All of Old Forrester’s ‘Whisky Row’ series have been heralded as a big success in not only quality but availability. In this series, however, the clear stars are the 1920 Prohibition Style and the newest addition - the 1910 Old Fine Whisky. The former is a bold and spicy straight bourbon bottled at 115 proof. The latter is a sweet and viscous treat that is finished in a second, very heavy char, barrel and bottled at 94 proof.
As a fan of both of these for different reasons - the sweet cherry and candy like taste of the 1910 and the bold flavor kick and spice of higher proof 1920 - I began to wonder what would happen if you combined the two Whisky Row powerhouses…and I set out to make it happen.
I toyed with a few small variations initially and found 50/50 was a good way to go here as it brings out the best of both bottles. I also decided to test this two VASTLY different ways. For the first blend I would mix 2oz of each with a Ninja blender for approximately 30-60 seconds. Then for the more formal approach I would simply bottle the same mix in a sample bottle and leave it to mingle for about a week.
So what happened? Let’s take a look.
So I took my 2oz of both 1920 and 1910 and poured them into the blender and held it down for about 40 seconds in total. The liquid whipped up into a light brown froth of oxygen and spirit. When the blending stopped the liquid inside was VERY cloudy and settling. There was even almost a mist coming off the surface of the liquid.
On initial nosing and tastes this had bits of both but didn’t seem to have the best of either.

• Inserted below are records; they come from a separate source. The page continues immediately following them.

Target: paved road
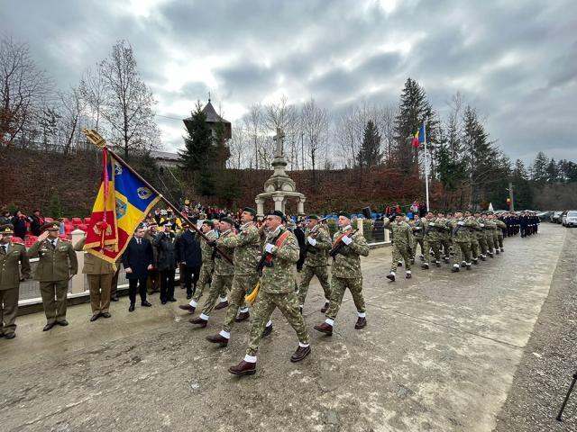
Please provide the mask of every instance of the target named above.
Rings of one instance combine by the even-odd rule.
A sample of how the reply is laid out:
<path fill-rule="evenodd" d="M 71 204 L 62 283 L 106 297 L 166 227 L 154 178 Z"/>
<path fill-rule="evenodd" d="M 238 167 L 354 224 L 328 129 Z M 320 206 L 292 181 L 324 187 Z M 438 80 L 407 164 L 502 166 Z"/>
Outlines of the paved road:
<path fill-rule="evenodd" d="M 390 250 L 373 250 L 363 261 L 365 329 L 354 330 L 347 295 L 334 336 L 316 334 L 323 300 L 315 285 L 305 310 L 309 358 L 288 361 L 297 339 L 276 313 L 258 374 L 240 380 L 226 368 L 243 356 L 249 324 L 234 328 L 224 350 L 204 340 L 222 311 L 192 329 L 157 299 L 130 315 L 125 302 L 114 304 L 113 319 L 96 323 L 79 305 L 70 326 L 48 334 L 41 316 L 23 317 L 18 338 L 0 340 L 2 429 L 492 430 L 565 237 L 544 224 L 471 272 L 417 269 L 395 284 L 384 278 Z"/>

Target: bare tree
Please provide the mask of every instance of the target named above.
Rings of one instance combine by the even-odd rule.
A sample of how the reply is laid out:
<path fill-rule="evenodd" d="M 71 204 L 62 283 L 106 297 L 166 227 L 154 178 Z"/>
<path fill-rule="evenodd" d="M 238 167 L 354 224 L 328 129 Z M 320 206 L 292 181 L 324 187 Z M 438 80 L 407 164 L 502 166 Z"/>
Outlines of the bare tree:
<path fill-rule="evenodd" d="M 51 87 L 27 44 L 5 37 L 0 40 L 0 144 L 10 148 L 23 135 Z"/>

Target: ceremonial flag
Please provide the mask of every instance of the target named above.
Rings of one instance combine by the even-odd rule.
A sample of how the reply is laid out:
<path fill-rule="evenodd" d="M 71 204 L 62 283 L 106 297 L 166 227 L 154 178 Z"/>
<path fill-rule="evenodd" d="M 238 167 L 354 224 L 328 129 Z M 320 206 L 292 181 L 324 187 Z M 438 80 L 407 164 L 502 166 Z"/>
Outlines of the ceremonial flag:
<path fill-rule="evenodd" d="M 425 123 L 423 123 L 423 126 L 419 128 L 417 133 L 415 133 L 415 137 L 413 137 L 413 147 L 417 148 L 421 142 L 425 142 Z"/>
<path fill-rule="evenodd" d="M 160 197 L 103 149 L 104 169 L 84 249 L 110 263 L 120 256 L 136 227 Z"/>

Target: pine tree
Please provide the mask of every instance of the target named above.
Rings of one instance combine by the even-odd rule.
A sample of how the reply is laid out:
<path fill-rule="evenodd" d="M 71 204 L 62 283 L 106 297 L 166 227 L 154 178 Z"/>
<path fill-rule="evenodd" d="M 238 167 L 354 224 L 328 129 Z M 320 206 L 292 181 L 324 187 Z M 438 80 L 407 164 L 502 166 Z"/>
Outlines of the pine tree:
<path fill-rule="evenodd" d="M 362 136 L 362 144 L 359 151 L 358 164 L 360 166 L 373 166 L 379 165 L 382 158 L 380 152 L 380 134 L 372 120 L 367 122 Z"/>

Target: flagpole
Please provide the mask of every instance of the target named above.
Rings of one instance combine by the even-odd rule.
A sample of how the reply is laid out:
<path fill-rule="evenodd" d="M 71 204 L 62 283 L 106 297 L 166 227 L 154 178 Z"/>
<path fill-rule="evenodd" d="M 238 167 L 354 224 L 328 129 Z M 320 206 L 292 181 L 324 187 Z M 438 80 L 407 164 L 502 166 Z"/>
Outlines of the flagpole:
<path fill-rule="evenodd" d="M 104 142 L 104 139 L 102 137 L 100 137 L 98 135 L 98 137 L 100 137 L 101 140 L 94 140 L 94 134 L 88 134 L 87 132 L 91 132 L 91 130 L 85 130 L 85 134 L 87 135 L 87 138 L 92 141 L 93 144 L 96 145 L 97 147 L 105 147 L 103 146 Z M 96 132 L 94 132 L 96 133 Z M 188 222 L 188 225 L 190 226 L 190 228 L 192 228 L 195 231 L 197 231 L 200 237 L 202 237 L 205 240 L 206 240 L 206 242 L 211 242 L 212 240 L 210 238 L 208 238 L 204 232 L 202 232 L 200 230 L 198 230 L 197 228 L 197 224 L 193 223 L 192 221 L 190 221 L 190 220 L 185 216 L 184 214 L 182 214 L 180 212 L 180 211 L 172 203 L 170 202 L 168 199 L 166 199 L 164 197 L 164 195 L 162 195 L 162 194 L 160 194 L 159 191 L 156 190 L 156 188 L 151 184 L 150 183 L 148 183 L 146 180 L 144 180 L 142 178 L 142 176 L 138 174 L 130 165 L 128 165 L 128 163 L 126 163 L 120 156 L 118 156 L 116 153 L 114 153 L 109 147 L 105 146 L 106 149 L 108 151 L 108 153 L 110 154 L 110 156 L 112 156 L 114 159 L 116 159 L 118 162 L 120 162 L 120 164 L 124 166 L 126 169 L 128 169 L 131 173 L 133 173 L 133 175 L 134 175 L 134 176 L 136 178 L 138 178 L 141 182 L 142 182 L 146 187 L 148 187 L 151 191 L 152 191 L 154 194 L 156 194 L 157 195 L 159 195 L 159 197 L 164 202 L 164 203 L 166 205 L 168 205 L 169 208 L 172 209 L 172 211 L 180 215 L 180 217 L 182 219 L 184 219 L 187 222 Z M 233 264 L 233 260 L 230 258 L 230 256 L 228 256 L 226 254 L 224 254 L 222 250 L 220 250 L 217 247 L 215 247 L 215 248 L 216 249 L 216 251 L 220 254 L 220 256 L 224 258 L 226 261 L 228 261 L 229 263 Z"/>
<path fill-rule="evenodd" d="M 423 138 L 425 142 L 425 194 L 426 196 L 426 211 L 429 210 L 429 163 L 426 156 L 426 129 L 425 129 L 425 122 L 423 122 Z"/>

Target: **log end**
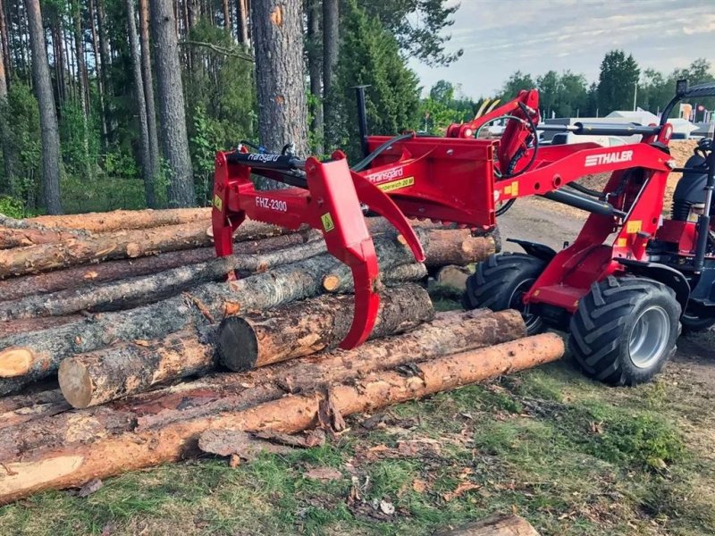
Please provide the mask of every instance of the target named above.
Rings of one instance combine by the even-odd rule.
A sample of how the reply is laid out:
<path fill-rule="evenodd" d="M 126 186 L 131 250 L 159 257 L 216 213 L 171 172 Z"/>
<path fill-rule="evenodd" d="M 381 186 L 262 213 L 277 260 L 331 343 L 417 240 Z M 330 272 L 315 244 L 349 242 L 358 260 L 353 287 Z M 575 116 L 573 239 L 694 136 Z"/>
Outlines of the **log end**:
<path fill-rule="evenodd" d="M 0 352 L 0 378 L 23 376 L 32 368 L 34 354 L 25 348 L 12 347 Z"/>
<path fill-rule="evenodd" d="M 341 278 L 330 273 L 323 278 L 323 288 L 327 292 L 334 292 L 341 286 Z"/>
<path fill-rule="evenodd" d="M 57 373 L 60 389 L 72 407 L 84 409 L 92 405 L 94 384 L 88 368 L 79 359 L 69 357 L 60 364 Z"/>
<path fill-rule="evenodd" d="M 240 316 L 224 318 L 216 334 L 216 353 L 226 368 L 240 373 L 256 367 L 258 339 L 248 322 Z"/>

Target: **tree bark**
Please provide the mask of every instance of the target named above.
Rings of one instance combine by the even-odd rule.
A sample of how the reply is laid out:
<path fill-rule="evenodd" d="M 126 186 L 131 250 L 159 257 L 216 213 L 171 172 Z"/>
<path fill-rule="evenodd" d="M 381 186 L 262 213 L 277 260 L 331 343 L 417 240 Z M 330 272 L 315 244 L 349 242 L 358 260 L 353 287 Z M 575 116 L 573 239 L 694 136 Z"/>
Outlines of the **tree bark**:
<path fill-rule="evenodd" d="M 512 514 L 494 515 L 450 531 L 440 531 L 434 536 L 539 536 L 539 533 L 528 521 Z"/>
<path fill-rule="evenodd" d="M 144 197 L 147 206 L 156 206 L 156 197 L 154 192 L 154 165 L 152 163 L 151 145 L 149 142 L 149 126 L 147 118 L 147 99 L 144 95 L 144 80 L 141 71 L 141 57 L 139 52 L 139 39 L 137 35 L 137 26 L 134 21 L 134 0 L 126 0 L 127 28 L 129 29 L 130 55 L 131 56 L 131 70 L 134 76 L 134 95 L 137 97 L 137 113 L 139 121 L 139 163 L 141 174 L 144 177 Z"/>
<path fill-rule="evenodd" d="M 323 115 L 325 146 L 335 143 L 335 118 L 329 96 L 340 52 L 340 0 L 323 0 Z"/>
<path fill-rule="evenodd" d="M 401 335 L 396 342 L 382 339 L 357 350 L 337 350 L 319 359 L 303 357 L 248 373 L 222 373 L 189 383 L 131 397 L 123 402 L 82 412 L 68 412 L 51 423 L 39 419 L 26 426 L 0 431 L 0 461 L 21 456 L 30 449 L 69 446 L 72 423 L 87 423 L 85 440 L 97 434 L 158 429 L 171 423 L 209 418 L 223 412 L 347 382 L 371 373 L 420 363 L 446 353 L 474 350 L 514 340 L 526 334 L 516 311 L 486 309 L 439 313 L 435 320 Z M 402 352 L 401 344 L 408 351 Z M 365 350 L 369 349 L 368 353 Z M 27 397 L 0 398 L 0 411 L 28 408 Z M 32 433 L 32 431 L 37 432 Z"/>
<path fill-rule="evenodd" d="M 415 294 L 410 296 L 411 293 Z M 378 317 L 379 327 L 373 332 L 373 338 L 402 333 L 416 328 L 422 322 L 431 320 L 433 314 L 429 296 L 419 287 L 411 285 L 405 289 L 387 290 L 383 297 L 384 305 Z M 411 301 L 413 306 L 416 305 L 416 307 L 406 310 L 408 301 Z M 314 319 L 320 320 L 321 314 L 327 314 L 333 317 L 332 323 L 336 324 L 341 322 L 341 318 L 352 315 L 351 300 L 345 297 L 321 297 L 303 301 L 301 306 Z M 317 326 L 316 330 L 312 331 L 311 326 L 300 318 L 300 307 L 294 306 L 290 311 L 282 309 L 279 315 L 273 315 L 266 320 L 277 323 L 279 330 L 290 327 L 294 334 L 297 330 L 292 324 L 296 322 L 302 322 L 304 328 L 300 337 L 315 339 L 315 342 L 310 344 L 304 339 L 302 345 L 299 341 L 290 348 L 294 341 L 287 337 L 274 337 L 269 340 L 271 335 L 268 334 L 267 338 L 261 339 L 258 359 L 254 360 L 248 368 L 307 356 L 332 344 L 334 337 L 324 331 L 324 326 Z M 257 315 L 254 314 L 253 318 L 256 319 Z M 282 324 L 281 321 L 283 321 Z M 251 325 L 256 326 L 256 323 Z M 60 388 L 73 407 L 84 408 L 147 391 L 155 385 L 172 380 L 206 373 L 216 364 L 215 331 L 214 325 L 203 329 L 199 333 L 187 330 L 160 340 L 115 345 L 96 352 L 72 356 L 60 365 Z M 253 334 L 260 337 L 265 334 L 265 330 Z M 243 339 L 238 341 L 239 344 L 243 342 Z M 273 345 L 280 355 L 267 356 L 261 351 L 269 344 Z M 226 355 L 223 354 L 222 357 L 225 361 Z M 242 366 L 241 370 L 246 370 L 245 365 L 249 364 L 245 361 L 240 361 L 240 364 L 239 361 L 231 360 L 231 364 Z"/>
<path fill-rule="evenodd" d="M 0 476 L 0 502 L 179 460 L 196 453 L 198 440 L 207 430 L 295 433 L 315 426 L 321 406 L 326 404 L 341 415 L 374 411 L 554 361 L 563 351 L 561 339 L 546 333 L 425 362 L 416 367 L 414 376 L 385 372 L 369 375 L 357 385 L 333 386 L 324 394 L 284 397 L 213 419 L 175 423 L 161 431 L 135 431 L 87 444 L 27 452 L 21 461 L 3 460 L 6 472 Z"/>
<path fill-rule="evenodd" d="M 311 130 L 315 139 L 315 152 L 323 155 L 323 50 L 320 33 L 320 0 L 307 0 L 307 71 L 313 102 Z"/>
<path fill-rule="evenodd" d="M 233 246 L 233 251 L 236 255 L 257 255 L 298 247 L 318 238 L 319 235 L 314 233 L 291 233 L 259 240 L 237 242 Z M 74 266 L 55 272 L 2 280 L 0 281 L 0 303 L 19 300 L 38 294 L 57 293 L 65 289 L 70 289 L 72 292 L 81 287 L 158 273 L 179 266 L 206 263 L 215 256 L 216 252 L 213 247 L 184 249 L 137 259 L 107 261 L 89 266 Z"/>
<path fill-rule="evenodd" d="M 282 232 L 286 230 L 249 222 L 241 225 L 234 239 L 267 238 Z M 77 236 L 55 244 L 0 250 L 0 279 L 107 259 L 137 258 L 159 252 L 192 249 L 210 246 L 212 241 L 206 223 L 200 221 L 186 225 Z"/>
<path fill-rule="evenodd" d="M 295 144 L 308 153 L 303 77 L 302 0 L 254 0 L 251 12 L 258 135 L 269 152 Z"/>
<path fill-rule="evenodd" d="M 38 216 L 26 222 L 46 227 L 80 229 L 92 232 L 107 232 L 125 229 L 147 229 L 163 225 L 178 225 L 193 222 L 211 224 L 211 208 L 174 208 L 166 210 L 114 210 L 106 213 L 86 213 L 63 216 Z"/>
<path fill-rule="evenodd" d="M 95 9 L 95 0 L 89 0 L 88 7 L 89 21 L 91 22 L 89 27 L 92 29 L 92 52 L 95 56 L 95 74 L 97 75 L 97 93 L 99 96 L 99 119 L 102 122 L 102 147 L 106 148 L 108 128 L 106 124 L 106 106 L 105 105 L 104 65 L 101 64 L 99 38 L 97 31 L 98 20 L 97 18 L 97 10 Z"/>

I let it sit and settle for several minutes before approaching it again. When I did I decided to put it up side by side with the individual bottles and taste all 3 in a row. In doing so I absolutely found the original 1920 and 1910 to both be outstanding and far superior to the blend - a true example of things not always being about the simply the sum of their parts.
So did the slow marriage work out any better? Well…
I poured 1.5 oz of each bottle and poured them into a sample bottle and sealed it and put in my closet for the last 2 weeks…
Cracking it open today I nosed it to find a bit more balanced result at least on the smell of it. Again it did seem to not have the best of either world but definitely showcased hints from both - the pepper and spice of 1920 but still with that hint of deep sweetness from 1910.
Sipping it was a very pleasant experience. The deep cherry of 1910 influenced the spice and vanilla flavors of 1920 and in a good way. Again while the standout qualities of either weren’t as present here, those same qualities backed off and blended together in a rather cohesive way. A spicy yet sweet pour that has a long finish.
Overall I would still say that these expressions on their own are so strong in what they do well that I’d rather have them on their own but this experience absolutely proved to me why a little bit of patience can pay off as the slow mingling of the two provided a FAR superior results as compared to trying to kick the hands of Father Time down the road agains his will…patience is a virtue my friends.